Economy & the limping exports

Published July 30, 2007

Trade policy has never been of much interest to informed analysts. Exporters are mainly concerned with tariff and tax changes. They are also keen to know the amount of public spending earmarked for the development of the export infrastructure. These, respectively, are the domains of the domineering and secretive Federal Board of Revenue and the Finance Division.

Commerce ministry is not necessarily on board, though the actions of the two announced in the budget predetermine the essentials of trade policy. What is left for the ministry is to provide some procedural endnotes and to utilise the Export Development Fund for inconsequential incentives.

Any space left is filled with lectures on social, environmental and other compliances. Planning Commission also has an export plan, but it fails to find a mention in the trade policy, serving as yet another proof of its continuing irrelevance.

This year’s policy is, however, different: Not for its content but for the explanations advanced for a dismal export performance and a massive trade deficit in 2006-07.

But first the boast, as painting things larger than life is now nearly part of the agenda of good governance. Following the statistical tricks perfected by the finance ministry’s jadoogars, the commerce minister happily announced that exports have more than doubled between 1998-99 and 2005-06 from $7.8 billion to $16.5 billion., an increase of 112 per cent.

These numbers do not mean anything unless expressed relatively to some useful aggregate. The usual suspect here is GDP. Now the government also claims a doubling of GDP during this period, which means that exports as percentage of GDP in 2005-06 were the same as in 1998-99, i.e. 12.9 per cent.

I make this comparison between these two years because the minister chose these years. But some economic official in the government might turn around to say that the comparison with 1998-99 is not legitimate because the GDP was rebased from 1999-2000. Comparison with years before 1999-2000 would be possible if the Federal Bureau of Statistics had done its duty to work the series backwards also.

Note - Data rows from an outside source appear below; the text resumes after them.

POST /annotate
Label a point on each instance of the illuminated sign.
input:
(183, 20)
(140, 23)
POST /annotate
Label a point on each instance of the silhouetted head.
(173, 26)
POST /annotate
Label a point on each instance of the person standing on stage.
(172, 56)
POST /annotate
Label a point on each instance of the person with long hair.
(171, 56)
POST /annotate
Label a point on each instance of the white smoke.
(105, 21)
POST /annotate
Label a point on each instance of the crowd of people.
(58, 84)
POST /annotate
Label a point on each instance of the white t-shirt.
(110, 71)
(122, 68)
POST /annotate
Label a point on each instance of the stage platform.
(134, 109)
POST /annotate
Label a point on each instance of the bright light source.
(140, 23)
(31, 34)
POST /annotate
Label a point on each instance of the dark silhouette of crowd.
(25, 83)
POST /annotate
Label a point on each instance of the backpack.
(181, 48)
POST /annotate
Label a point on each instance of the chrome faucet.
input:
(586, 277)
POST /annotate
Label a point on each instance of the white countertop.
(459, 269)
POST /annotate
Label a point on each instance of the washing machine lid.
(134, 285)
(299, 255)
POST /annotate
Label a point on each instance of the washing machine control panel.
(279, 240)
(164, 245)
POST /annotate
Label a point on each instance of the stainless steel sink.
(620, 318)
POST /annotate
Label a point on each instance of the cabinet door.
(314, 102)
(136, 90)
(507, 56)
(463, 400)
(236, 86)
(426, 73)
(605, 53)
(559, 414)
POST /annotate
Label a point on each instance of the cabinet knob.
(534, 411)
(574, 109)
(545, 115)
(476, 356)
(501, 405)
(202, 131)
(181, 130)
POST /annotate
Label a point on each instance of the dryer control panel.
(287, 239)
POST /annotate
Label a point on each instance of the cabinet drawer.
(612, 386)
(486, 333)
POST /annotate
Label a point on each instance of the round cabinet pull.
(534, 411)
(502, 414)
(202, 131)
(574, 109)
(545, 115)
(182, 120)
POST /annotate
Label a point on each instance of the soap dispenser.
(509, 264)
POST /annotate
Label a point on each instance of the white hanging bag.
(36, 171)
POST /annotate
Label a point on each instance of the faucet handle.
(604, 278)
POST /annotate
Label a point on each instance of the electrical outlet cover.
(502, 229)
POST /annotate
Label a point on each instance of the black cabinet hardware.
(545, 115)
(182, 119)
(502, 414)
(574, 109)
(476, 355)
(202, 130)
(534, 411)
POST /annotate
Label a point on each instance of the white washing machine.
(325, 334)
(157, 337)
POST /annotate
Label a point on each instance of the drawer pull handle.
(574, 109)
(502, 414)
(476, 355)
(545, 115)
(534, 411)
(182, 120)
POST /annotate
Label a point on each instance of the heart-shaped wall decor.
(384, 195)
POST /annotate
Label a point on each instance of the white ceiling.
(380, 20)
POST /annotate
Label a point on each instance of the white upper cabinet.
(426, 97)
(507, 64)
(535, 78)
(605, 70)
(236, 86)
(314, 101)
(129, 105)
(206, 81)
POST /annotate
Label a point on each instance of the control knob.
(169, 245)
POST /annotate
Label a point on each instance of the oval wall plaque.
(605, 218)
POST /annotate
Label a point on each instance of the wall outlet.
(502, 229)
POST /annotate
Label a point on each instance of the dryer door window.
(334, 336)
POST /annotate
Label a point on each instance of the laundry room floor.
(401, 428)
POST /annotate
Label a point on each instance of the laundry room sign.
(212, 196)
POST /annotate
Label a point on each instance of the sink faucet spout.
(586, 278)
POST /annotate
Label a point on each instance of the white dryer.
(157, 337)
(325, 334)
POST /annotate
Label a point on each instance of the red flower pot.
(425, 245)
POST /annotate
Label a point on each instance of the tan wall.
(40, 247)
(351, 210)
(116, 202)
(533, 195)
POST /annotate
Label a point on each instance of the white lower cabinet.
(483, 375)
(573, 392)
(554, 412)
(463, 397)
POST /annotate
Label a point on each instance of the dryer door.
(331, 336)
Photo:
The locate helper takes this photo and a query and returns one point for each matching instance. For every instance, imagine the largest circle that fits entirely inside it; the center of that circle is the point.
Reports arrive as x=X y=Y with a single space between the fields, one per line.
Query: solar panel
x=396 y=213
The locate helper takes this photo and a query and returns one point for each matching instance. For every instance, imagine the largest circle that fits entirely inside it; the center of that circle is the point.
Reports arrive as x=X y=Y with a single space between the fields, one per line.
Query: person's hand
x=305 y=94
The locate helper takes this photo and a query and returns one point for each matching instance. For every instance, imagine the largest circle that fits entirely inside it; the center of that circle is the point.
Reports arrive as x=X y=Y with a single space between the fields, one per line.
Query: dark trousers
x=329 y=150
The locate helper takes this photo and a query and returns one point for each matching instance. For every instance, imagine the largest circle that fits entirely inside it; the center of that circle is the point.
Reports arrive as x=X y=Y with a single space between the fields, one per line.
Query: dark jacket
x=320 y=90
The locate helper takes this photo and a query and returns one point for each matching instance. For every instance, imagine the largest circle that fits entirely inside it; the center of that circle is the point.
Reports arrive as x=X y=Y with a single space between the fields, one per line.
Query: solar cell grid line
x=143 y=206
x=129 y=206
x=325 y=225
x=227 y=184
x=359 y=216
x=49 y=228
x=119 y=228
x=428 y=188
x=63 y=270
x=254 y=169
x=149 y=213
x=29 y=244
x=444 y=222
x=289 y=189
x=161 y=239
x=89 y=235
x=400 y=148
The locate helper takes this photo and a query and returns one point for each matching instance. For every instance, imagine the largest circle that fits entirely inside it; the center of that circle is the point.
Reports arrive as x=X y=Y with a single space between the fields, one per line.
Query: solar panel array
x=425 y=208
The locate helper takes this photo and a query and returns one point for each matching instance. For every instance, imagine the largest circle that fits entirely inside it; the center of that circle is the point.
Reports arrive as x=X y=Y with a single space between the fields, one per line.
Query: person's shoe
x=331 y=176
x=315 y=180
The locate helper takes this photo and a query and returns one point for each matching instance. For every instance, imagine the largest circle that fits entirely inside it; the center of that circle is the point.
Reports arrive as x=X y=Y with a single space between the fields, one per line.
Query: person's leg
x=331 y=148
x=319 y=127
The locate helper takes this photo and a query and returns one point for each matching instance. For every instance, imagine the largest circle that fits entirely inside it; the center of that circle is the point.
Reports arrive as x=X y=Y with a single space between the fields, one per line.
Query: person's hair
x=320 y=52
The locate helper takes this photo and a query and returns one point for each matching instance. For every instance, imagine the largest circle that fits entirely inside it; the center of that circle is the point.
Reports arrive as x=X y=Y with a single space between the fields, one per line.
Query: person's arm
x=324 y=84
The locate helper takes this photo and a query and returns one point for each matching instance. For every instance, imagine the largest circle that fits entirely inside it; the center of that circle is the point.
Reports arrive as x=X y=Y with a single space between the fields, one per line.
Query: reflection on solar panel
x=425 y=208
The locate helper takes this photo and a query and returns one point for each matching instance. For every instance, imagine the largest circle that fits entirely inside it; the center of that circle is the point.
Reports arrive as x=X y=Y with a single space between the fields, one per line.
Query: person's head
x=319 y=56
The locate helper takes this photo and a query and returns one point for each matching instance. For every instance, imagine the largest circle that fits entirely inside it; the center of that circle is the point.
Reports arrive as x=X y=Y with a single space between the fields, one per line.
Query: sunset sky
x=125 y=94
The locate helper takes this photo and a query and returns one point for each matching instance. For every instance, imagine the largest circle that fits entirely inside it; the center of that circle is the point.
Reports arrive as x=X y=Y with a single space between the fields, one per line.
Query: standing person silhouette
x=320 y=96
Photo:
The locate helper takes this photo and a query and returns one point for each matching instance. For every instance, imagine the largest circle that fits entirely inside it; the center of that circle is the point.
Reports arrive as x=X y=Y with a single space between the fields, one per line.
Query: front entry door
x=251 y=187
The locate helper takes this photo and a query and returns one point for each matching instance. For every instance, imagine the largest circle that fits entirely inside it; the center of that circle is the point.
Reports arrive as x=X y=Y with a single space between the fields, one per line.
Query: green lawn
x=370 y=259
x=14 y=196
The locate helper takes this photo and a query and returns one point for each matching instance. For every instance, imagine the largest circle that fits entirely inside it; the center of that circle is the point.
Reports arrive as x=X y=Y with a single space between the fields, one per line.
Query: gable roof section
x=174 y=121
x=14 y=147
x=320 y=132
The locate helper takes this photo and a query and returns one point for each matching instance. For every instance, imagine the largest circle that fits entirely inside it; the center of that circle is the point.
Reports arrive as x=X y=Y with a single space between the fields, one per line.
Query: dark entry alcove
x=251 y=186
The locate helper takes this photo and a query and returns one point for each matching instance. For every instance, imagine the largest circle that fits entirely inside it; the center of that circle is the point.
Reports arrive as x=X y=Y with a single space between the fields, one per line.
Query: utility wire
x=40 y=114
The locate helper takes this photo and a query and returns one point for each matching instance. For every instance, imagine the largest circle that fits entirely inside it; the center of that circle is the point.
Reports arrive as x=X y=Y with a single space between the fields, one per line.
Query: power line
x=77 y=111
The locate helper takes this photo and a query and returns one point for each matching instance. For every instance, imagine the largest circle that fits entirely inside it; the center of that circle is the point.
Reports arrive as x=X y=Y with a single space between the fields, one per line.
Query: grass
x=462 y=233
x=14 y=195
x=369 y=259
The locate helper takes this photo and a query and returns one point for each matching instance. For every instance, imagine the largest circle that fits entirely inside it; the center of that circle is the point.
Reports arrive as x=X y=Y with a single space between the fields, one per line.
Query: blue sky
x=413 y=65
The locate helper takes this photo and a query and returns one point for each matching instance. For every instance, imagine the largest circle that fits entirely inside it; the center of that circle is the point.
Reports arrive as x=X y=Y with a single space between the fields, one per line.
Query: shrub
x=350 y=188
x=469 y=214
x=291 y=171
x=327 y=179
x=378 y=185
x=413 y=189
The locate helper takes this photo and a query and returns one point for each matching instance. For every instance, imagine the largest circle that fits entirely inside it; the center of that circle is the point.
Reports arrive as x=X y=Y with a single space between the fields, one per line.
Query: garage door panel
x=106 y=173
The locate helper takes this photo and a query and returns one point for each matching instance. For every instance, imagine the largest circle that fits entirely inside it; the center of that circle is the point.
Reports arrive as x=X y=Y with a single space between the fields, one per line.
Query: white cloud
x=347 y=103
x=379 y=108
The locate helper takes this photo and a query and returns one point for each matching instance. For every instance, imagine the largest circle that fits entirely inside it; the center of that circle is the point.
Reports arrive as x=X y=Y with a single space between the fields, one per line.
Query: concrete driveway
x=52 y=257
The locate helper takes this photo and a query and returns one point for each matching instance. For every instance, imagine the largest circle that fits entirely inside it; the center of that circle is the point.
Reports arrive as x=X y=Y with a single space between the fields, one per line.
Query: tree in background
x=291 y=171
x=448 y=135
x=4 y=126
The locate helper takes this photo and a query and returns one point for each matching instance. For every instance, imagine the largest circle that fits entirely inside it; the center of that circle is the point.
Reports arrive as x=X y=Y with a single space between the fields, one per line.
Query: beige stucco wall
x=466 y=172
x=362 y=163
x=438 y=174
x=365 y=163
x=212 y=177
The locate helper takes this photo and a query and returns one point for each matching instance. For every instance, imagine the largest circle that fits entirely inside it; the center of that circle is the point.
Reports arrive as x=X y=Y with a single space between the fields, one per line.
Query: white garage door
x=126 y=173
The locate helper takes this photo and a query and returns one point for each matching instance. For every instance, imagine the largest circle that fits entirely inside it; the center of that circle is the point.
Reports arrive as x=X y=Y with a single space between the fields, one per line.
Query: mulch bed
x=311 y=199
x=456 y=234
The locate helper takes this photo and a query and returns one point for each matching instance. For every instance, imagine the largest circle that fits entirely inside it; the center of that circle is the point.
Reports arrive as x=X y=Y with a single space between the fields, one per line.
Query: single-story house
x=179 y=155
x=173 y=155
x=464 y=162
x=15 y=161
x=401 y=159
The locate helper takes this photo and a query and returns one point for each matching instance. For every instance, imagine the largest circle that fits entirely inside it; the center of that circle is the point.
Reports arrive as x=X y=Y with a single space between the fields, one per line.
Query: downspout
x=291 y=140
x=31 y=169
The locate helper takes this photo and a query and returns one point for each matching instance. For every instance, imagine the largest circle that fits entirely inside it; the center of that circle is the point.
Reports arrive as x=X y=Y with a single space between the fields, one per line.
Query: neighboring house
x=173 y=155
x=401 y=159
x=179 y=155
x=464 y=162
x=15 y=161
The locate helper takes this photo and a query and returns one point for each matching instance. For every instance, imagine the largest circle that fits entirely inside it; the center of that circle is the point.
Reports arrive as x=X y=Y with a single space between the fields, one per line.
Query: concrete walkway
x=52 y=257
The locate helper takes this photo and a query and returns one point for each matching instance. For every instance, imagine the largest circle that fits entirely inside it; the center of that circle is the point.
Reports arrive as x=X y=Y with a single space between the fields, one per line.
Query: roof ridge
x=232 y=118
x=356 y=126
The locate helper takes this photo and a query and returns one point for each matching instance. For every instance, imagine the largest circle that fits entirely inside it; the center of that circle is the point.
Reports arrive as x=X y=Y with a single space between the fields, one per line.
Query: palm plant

Nevertheless, a comparison of the latest year 2006-07 with the base year 1999-00 does not indicate any significant improvement either. Over a seven year period, exports increased from 11.2 of GDP to 11.8 per cent of GDP, which works out at less than 0.1 percentage point of GDP per annum.

But the commerce minister wants us to feel happy that “This is the first time in the history of Pakistan that merchandise exports have crossed the barrier of $17 billion.” By the same token, it is also the first time that imports have crossed the barrier of $30 billion, in fact $30.5 billion to be precise.

In a properly contextualised way, these exports finance only 57 per cent of imports. In 1999-2000, when exports had not crossed any mentionable barrier, they financed as much as 83 per cent of the imports.

It should be obvious that the commerce minister has had to resort to special pleadings for the not very handsome trade numbers. But his analysis of how this severest of the trade balance has come about is a devastating critique of the macroeconomic policies followed since October 1999.

It also, not unlike the independent economists and observers, questions the sustainability of the GDP growth that is claimed to have taken place at an unusually high pace in the past 3-4 years.

His observation that the growth of exports has been lagging behind the high growth claimed for the economy is correct. There is a counter-claim that the growth of the economy has not been that high anyway and the claims are the handiwork of creative national accounting. Leaving that aside, the question is: if growth is not coming from exports, what are its sources.

The sources identified in the minister’s speech are the same as by many others. The main source is domestic consumption. A lot of it is cheap credit-financed; the inflationary chickens are now coming to roost. There are services, particularly telecommunications. Construction, not in the form of housing for the poor but large capital-intensive contracts resulting from public sector investment, is another source of growth.

This is not the way to sustainable growth. The commerce minister says as much: “It is a fact that higher growth levels of the economy can only be sustained by a rapid growth in exports; for example, a 7-8 per cent GDP growth is only maintainable through a 20-25 per cent annual export growth.” Such high export growth requires high manufacturing growth. But the recent GDP growth has not been driven by the manufacturing sector. Says the commerce minister: “the declining growth trend in the large scale manufacturing sector during 2006-07, from 10.7--8.8 per cent reduced our exportable surpluses.”

Finally comes the most damning indictment of the macroeconomic policies. According to the minister, these policies have made imports cheaper and exports expensive. There lies the explanation for the big hole in the balance of trade, which bothers everyone except the `Kashkol’ breakers.

The minister has now spilled the beans. His candidness must be acknowledged. Independent writers have been talking about the un-sustainability of the present growth process for quite some. There is nothing in it for the poor, the jobless, the sick, the illiterate, the children, women, Balochistan, FATA and rural areas. Like in the Titanic, the rich and the powerful are merrily dancing to the tune of “national interest,” unaware that the ship is sinking!